Les années passent. Anusha, qui n’a que 22 ans, donne naissance à leur premier enfant. Entre-temps, son époux tombe dans l’enfer de la drogue. La jeune femme est, quant à elle, projetée dans celui de la violence domestique. En témoignent les multiples cicatrices qu’elle porte sur les bras, dont l’un sur la joue gauche qu’elle décrit comme un souvenir : « Enn ti kado mo mari sa. » Elle avoue s’être également essayée au gandia avec son époux, avant de passer à l’héroïne.

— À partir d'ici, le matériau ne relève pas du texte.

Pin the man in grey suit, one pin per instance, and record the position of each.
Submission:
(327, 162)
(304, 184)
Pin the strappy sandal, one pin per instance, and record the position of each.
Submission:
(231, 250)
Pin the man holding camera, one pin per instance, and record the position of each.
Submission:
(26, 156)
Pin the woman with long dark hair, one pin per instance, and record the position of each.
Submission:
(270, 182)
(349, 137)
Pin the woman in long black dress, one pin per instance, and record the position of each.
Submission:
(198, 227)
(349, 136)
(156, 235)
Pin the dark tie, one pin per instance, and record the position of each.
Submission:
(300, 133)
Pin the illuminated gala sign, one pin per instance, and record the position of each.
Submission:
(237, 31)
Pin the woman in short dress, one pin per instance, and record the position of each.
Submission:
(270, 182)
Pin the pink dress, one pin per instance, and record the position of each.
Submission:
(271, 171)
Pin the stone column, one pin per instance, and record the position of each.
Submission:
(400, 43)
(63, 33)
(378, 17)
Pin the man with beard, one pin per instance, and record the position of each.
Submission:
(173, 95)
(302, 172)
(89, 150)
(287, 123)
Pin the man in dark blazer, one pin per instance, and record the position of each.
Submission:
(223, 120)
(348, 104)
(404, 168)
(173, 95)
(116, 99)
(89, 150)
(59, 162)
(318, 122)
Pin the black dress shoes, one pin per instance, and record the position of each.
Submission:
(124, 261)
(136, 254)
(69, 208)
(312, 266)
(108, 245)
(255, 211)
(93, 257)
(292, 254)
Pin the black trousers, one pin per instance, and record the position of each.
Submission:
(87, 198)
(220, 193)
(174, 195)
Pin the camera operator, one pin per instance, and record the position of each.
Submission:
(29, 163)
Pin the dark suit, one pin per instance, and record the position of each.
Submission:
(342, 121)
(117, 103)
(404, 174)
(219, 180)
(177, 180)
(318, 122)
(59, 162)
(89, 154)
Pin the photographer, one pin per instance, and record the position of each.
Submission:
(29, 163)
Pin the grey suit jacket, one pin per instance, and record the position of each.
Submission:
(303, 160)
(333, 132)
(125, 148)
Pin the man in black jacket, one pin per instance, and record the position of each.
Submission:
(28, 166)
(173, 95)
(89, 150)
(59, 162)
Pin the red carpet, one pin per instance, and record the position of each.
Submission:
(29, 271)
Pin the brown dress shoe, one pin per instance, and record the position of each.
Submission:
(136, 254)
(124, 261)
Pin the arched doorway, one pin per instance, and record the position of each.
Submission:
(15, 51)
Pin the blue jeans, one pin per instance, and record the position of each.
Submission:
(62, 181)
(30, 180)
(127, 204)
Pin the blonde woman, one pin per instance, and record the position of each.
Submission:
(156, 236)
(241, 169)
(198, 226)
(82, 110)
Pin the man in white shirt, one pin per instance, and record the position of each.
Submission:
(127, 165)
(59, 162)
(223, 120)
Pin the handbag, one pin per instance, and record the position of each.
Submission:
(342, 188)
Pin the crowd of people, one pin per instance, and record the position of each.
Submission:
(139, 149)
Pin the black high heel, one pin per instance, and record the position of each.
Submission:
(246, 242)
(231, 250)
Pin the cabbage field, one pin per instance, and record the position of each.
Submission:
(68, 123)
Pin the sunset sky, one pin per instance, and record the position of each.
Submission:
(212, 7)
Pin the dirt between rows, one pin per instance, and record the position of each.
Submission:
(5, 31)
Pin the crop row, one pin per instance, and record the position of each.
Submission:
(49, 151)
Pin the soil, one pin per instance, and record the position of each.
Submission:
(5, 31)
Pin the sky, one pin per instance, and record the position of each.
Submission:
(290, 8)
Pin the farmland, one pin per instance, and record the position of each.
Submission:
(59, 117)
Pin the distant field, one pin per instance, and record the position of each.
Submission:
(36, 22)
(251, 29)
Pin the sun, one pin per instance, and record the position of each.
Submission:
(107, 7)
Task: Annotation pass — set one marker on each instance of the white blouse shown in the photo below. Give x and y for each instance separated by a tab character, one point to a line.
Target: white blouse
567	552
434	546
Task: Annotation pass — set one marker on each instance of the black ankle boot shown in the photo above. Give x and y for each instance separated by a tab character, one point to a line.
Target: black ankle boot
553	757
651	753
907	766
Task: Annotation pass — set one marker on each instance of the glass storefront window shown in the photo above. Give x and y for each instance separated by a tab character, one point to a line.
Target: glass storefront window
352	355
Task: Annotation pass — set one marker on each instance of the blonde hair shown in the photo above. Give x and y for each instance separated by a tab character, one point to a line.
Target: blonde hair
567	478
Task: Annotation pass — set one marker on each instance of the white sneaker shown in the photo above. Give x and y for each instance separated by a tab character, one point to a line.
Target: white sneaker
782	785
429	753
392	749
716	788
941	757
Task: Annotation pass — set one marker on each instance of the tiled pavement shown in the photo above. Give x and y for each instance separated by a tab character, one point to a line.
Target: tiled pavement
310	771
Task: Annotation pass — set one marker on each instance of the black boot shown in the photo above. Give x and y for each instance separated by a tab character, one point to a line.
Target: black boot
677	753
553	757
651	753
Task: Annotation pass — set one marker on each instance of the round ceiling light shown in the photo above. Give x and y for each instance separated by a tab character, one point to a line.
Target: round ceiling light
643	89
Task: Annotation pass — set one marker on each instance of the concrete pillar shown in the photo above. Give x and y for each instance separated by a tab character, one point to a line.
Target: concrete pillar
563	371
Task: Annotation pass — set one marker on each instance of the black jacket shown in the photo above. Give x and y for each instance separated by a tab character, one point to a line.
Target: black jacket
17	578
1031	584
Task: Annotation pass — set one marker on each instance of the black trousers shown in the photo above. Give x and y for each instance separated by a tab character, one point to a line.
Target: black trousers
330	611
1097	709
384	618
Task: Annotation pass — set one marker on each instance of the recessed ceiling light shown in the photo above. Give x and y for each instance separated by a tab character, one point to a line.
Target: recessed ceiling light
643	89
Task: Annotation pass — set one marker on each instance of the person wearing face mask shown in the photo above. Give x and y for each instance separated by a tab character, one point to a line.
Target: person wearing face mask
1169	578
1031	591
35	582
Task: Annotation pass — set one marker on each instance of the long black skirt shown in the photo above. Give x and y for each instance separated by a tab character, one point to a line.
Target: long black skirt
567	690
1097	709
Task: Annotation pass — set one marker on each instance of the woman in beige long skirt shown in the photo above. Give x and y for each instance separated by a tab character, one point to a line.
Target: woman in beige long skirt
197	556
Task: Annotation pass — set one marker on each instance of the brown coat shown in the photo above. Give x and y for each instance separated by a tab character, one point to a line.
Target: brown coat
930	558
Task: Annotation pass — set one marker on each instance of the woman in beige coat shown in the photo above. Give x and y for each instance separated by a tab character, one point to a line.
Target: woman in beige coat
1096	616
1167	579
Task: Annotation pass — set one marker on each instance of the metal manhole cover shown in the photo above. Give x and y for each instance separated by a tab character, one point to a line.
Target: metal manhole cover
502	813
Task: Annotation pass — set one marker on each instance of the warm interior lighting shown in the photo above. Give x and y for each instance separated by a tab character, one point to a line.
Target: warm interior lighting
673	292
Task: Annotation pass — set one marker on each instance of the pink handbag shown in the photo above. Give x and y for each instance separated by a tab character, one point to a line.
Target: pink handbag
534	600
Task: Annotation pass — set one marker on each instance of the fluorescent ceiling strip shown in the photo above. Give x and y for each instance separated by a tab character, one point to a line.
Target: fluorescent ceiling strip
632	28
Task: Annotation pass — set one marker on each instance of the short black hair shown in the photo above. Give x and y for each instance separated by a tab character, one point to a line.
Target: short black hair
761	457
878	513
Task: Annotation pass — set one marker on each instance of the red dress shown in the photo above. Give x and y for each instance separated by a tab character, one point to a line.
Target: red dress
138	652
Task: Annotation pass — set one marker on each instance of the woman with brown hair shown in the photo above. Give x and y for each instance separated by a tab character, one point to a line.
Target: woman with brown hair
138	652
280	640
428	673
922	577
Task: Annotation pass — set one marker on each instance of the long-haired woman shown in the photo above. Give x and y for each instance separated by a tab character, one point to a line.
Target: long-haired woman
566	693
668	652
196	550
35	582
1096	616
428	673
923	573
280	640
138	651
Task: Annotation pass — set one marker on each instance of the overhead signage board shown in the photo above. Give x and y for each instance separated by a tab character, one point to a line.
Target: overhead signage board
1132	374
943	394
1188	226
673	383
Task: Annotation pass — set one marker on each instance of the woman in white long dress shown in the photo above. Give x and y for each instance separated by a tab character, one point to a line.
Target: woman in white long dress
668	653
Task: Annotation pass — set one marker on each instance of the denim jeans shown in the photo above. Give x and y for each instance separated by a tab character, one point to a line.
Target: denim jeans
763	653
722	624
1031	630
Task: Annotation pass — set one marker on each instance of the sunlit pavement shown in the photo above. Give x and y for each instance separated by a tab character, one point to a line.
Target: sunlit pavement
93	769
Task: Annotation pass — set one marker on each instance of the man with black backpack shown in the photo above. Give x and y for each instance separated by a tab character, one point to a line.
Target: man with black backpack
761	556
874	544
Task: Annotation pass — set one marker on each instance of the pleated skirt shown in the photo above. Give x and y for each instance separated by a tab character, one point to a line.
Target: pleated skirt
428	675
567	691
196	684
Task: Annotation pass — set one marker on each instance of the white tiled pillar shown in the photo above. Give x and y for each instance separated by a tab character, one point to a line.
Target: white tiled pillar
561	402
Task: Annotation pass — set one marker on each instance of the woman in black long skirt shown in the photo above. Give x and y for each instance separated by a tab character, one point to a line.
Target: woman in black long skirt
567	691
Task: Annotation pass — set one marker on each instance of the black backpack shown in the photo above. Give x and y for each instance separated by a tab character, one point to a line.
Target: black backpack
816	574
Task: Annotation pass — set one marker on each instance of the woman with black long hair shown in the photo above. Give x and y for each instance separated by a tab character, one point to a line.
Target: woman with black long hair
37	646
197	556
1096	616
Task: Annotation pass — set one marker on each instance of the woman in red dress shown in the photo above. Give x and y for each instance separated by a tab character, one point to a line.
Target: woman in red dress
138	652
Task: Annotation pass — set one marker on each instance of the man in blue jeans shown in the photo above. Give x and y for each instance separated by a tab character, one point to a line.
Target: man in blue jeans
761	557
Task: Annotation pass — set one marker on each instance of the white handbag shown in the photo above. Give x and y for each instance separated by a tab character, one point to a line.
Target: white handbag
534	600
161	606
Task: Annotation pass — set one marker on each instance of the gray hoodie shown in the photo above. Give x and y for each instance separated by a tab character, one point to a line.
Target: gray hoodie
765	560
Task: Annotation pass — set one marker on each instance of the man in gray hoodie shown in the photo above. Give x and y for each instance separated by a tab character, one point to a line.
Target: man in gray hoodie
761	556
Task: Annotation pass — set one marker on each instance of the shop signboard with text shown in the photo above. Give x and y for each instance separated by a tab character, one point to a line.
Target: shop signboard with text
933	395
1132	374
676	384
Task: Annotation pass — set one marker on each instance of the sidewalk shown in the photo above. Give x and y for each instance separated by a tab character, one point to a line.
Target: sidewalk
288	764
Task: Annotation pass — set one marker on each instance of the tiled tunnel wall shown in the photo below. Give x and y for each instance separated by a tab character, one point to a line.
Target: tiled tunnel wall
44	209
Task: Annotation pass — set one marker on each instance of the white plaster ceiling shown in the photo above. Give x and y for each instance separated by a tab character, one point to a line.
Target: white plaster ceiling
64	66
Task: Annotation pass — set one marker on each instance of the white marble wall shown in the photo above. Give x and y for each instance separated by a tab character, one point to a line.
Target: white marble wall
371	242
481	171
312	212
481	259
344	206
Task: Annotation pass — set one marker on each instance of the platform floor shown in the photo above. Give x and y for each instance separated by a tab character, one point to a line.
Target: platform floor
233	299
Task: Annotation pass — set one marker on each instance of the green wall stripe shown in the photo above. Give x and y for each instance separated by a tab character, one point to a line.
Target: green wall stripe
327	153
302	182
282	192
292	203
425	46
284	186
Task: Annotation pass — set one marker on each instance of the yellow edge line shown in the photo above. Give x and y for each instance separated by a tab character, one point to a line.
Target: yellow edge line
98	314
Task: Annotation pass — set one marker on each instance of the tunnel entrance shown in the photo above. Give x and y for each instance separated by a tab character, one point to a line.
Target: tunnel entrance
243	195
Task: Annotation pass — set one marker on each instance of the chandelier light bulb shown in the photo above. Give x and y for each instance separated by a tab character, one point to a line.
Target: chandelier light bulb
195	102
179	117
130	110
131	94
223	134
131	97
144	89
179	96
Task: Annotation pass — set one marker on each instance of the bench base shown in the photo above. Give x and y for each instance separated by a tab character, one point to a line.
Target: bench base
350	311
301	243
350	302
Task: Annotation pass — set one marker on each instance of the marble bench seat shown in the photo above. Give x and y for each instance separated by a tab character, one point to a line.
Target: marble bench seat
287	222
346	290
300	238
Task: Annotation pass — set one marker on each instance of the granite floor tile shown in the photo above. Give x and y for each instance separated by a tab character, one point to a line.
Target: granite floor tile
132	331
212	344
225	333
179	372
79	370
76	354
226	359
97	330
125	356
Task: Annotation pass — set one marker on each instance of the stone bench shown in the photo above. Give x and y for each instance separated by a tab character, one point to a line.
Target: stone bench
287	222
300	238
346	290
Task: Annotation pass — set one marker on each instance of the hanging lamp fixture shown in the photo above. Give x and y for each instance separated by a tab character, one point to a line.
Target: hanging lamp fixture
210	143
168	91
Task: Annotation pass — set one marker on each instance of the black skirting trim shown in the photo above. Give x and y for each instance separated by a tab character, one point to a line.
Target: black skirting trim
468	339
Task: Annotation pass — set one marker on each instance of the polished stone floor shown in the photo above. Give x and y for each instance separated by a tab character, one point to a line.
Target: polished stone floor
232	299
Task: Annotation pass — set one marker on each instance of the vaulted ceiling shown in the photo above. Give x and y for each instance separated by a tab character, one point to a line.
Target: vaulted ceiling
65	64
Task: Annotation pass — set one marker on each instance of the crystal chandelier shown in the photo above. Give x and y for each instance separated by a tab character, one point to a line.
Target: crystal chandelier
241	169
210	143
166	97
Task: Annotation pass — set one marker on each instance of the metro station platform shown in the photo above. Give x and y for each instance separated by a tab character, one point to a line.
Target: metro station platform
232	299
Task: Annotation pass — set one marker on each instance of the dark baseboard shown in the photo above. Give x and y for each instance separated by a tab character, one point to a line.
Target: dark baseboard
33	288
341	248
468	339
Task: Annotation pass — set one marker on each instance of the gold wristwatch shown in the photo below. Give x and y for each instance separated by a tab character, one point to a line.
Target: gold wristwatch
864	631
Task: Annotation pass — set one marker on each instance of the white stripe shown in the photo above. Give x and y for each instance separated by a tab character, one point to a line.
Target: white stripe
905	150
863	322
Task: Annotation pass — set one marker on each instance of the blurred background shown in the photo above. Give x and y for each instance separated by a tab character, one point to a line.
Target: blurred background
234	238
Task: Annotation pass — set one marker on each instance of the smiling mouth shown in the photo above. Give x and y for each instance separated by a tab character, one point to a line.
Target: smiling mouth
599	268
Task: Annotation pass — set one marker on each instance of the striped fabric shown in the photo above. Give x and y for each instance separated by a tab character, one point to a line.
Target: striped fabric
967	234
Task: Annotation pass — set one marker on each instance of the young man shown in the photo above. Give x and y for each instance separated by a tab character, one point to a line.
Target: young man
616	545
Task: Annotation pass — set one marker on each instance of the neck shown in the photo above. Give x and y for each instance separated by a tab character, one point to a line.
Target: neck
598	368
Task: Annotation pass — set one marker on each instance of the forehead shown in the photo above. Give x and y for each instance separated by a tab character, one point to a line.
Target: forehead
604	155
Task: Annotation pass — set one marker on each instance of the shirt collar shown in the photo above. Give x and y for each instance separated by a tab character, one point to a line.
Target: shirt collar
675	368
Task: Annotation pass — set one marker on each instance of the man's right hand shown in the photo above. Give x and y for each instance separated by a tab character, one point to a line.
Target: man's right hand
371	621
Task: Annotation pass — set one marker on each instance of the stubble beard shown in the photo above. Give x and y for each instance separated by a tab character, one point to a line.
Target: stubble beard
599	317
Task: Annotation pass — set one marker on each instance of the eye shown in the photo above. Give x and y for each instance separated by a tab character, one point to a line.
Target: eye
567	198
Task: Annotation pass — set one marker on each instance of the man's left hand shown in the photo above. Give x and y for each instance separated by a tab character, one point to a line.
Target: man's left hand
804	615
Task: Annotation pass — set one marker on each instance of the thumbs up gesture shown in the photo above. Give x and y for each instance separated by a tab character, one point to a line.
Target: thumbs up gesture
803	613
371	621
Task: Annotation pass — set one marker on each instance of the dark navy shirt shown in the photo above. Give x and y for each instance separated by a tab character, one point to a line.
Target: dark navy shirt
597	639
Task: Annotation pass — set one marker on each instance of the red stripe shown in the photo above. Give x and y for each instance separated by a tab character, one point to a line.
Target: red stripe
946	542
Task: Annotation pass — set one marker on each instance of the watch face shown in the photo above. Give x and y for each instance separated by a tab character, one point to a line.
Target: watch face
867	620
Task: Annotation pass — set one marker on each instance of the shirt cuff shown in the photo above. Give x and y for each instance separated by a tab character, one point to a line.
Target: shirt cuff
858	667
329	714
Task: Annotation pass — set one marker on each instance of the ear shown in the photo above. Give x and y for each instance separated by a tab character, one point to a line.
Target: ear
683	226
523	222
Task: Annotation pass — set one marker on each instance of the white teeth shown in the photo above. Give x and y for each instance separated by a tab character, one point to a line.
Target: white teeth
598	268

Très rapidement, Anusha en devient dépendante. « Mo mari inn gagn travay dan Porlwi. Nounn demenaze lerla. Isi gagn ladrog pli fasilma. Nounn kit mo garson avec mo granmer letan nounn vinn res Porlwi. » Tantôt maçon, tantôt enflé de camion, l’époux fait bouillir la marmite avec des petits boulots. Mais l’argent est loin d’être suffisant pour leur dope quotidienne. Pour en avoir plus facilement, poursuit Anusha, son époux lui demande alors de vendre son corps. « Koumansman, li amenn bann kamarad ki kas yen ansam ek ti pe vann mwa ar zot. Apre linn amenn bann kliyan taywane ek osi dan enn baz dan Grand-Baie. Li mem negosye pri ek asir mo sekirite ek bann kliyan », relate-t-elle. La nuit, c’est à la route Nicolay ou au jardin de la Compagnie que la jeune mère de famille fait le trottoir. Mais là-bas, dit-elle, la compétition est féroce et il y a trop de rivalité entre les prostituées. Anusha préfère donc de se rendre à Grand-Baie le soir. Son époux, lui, fait le va-et-vient en prison pour des délits de drogue. D’ailleurs, cela fait huit mois qu’il est au trou, lance-t-elle, car il a écopé d’une peine de trois ans de prison.

Insultes et violences physiques

À chaque séjour qu’il effectue derrière les barreaux, Anusha se retrouve seule. Mais elle continue à se prostituer. « A sak fwa li sorti, li rod kas ar mwa. » La violence physique, les insultes et la peur font partie de son quotidien. « Li pran tou kas ki monn ramase, li al bwar ek droke. Pa kapav dir li nanie. Kout kuter gagne ar li. Kan linn koup mo figir, mo ti al dormi lopital de semenn », poursuit-elle. Il y a cinq ans, un nouveau coup dur l’assaille. Anusha se fait faire une prise de sang, lors d’une campagne de dépistage du VIH/Sida menée par une Ong, au jardin de la Compagnie. Le test est positif. « Mo ti kone ki enn zour mo pou atrap sida. Mo sagrin me mo pa kapav fer nanie aster. Dan sa mem period-la, monn tom ansint ek mo zanfan osi finn ne ek sa. Me li fer tou so tretma medikal ek mwa osi », explique Anusha. Elle confie que son époux, qui est également séropositif, lui a caché sa maladie. Pour la jeune prostituée, sa vie est un échec. « Si mo ti kapav revinn an aryer, mo pa ti pou fer sa erer la. Mo regret boukou pou mwa ek mo zanfan. Mo finn fer enn move swa dan mo lavi. Mo dir bann fam reflesi byen avan zot fer enn swa dan zot lavi », conclut Anusha.

Un travailleur social : « Certaines monnayent leurs charmes pour faire bouillir la marmite »

Bien souvent, la prostitution est associée à la drogue, confie un travailleur social qui opère sur le terrain depuis des années. « Elles le font pour des raisons diverses. Mais pour la plupart, il s’agit d’un moyen leur permettant de se payer leur dose de drogue quotidienne. Dans plusieurs cas, les maris ou les concubins sont les proxénètes. Beaucoup d’entre elles vivent un enfer. Ce sont des mères de famille qui monnayent leurs charmes pour faire bouillir la marmite et se payer leur dope », explique-t-il. Certaines sont atteintes de maladies sexuellement transmissibles et n’ont aucun but dans la vie, poursuit le travailleur social. Il dit connaître des prostituées, âgées de moins de 21 ans, qui ont une dizaine de clients à satisfaire par jour. « Les nouvelles attirent davantage de clients. Ce qui crée une rivalité avec les anciennes. Leur quotidien est rythmé par la violence, la drogue et l’alcool », conclut-il.